My boot process is unuseably slow. It takes 10 - 12 minutes before I get the boot loader menu, and another 1 or 2 until the kernel startup messages. Once the OS comes up, it appears to perform normally.

I've seen a few threads reporting similar problems and tried various suggested fixes. Here's the rundown.

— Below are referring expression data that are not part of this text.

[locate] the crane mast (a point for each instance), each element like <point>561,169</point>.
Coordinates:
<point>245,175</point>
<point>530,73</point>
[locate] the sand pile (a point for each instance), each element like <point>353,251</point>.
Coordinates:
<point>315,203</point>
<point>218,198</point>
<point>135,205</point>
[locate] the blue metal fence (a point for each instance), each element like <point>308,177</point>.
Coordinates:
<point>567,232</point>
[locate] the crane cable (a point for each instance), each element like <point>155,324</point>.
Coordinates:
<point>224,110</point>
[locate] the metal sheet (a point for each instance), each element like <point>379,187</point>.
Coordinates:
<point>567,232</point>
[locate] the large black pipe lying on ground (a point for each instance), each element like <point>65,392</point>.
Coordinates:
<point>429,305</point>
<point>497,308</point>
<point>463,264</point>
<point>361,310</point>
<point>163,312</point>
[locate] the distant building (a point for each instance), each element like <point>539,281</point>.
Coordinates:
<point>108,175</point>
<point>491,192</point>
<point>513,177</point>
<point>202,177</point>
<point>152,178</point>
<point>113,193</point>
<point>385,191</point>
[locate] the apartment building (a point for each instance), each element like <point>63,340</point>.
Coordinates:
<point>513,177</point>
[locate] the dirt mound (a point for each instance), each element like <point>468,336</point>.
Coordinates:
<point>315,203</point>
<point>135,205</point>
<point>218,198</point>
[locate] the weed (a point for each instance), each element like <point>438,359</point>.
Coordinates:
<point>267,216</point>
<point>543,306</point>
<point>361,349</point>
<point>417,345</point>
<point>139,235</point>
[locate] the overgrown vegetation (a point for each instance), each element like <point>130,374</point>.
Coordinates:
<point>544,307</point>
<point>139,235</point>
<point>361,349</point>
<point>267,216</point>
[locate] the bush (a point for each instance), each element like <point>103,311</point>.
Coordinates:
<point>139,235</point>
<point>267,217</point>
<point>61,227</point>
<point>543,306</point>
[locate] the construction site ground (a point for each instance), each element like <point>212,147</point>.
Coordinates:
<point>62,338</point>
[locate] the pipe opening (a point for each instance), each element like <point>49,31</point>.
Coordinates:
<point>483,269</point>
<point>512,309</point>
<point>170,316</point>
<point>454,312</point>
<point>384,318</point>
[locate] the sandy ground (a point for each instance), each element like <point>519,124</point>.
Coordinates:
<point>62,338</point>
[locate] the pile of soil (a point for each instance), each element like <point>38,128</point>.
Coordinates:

I'm using a toshiba L455 with 2 GB memory and 250 GB disk.
I'm dual booting, with Arch linux using partitions (slices in BSD-speak) 1, 2, 5, 6, 7. BSD in on partition 3. I'm using the Arch Grub to start the FreeBSD loader. Nominal bios setting has SATA mode set to AHCI.
Changing the SATA mode in the bios to "compatibility" from "ahci" greatly increases bootup speed. The entire process takes under 2 minutes. Unfortunately, once 'up' the os suffers from an interrupt storm (irq 16 on ehci) that consumes 80% of the CPU.
Changing the (few) other bios settings available doesn't help.
Running the loader in verbose mode doesn't provide more insight into what's going on.
Changing the loader.conf file to manually load ahci also doesn't help.
On the off chance the problem involves dual booting with Linux, I've tried running PC BSD in live mode from the CD. Presumably, the entire boot up shouldn't touch the disk at all. Once again, I get the same behavior.
Finally, I've confirmed the same behavior with V8.1, 8.0, and 7.2.

I'm stuck. Any ideas? 

A copy of my dmesg after the system has booted is included below:

http://pastie.org/1144028


----------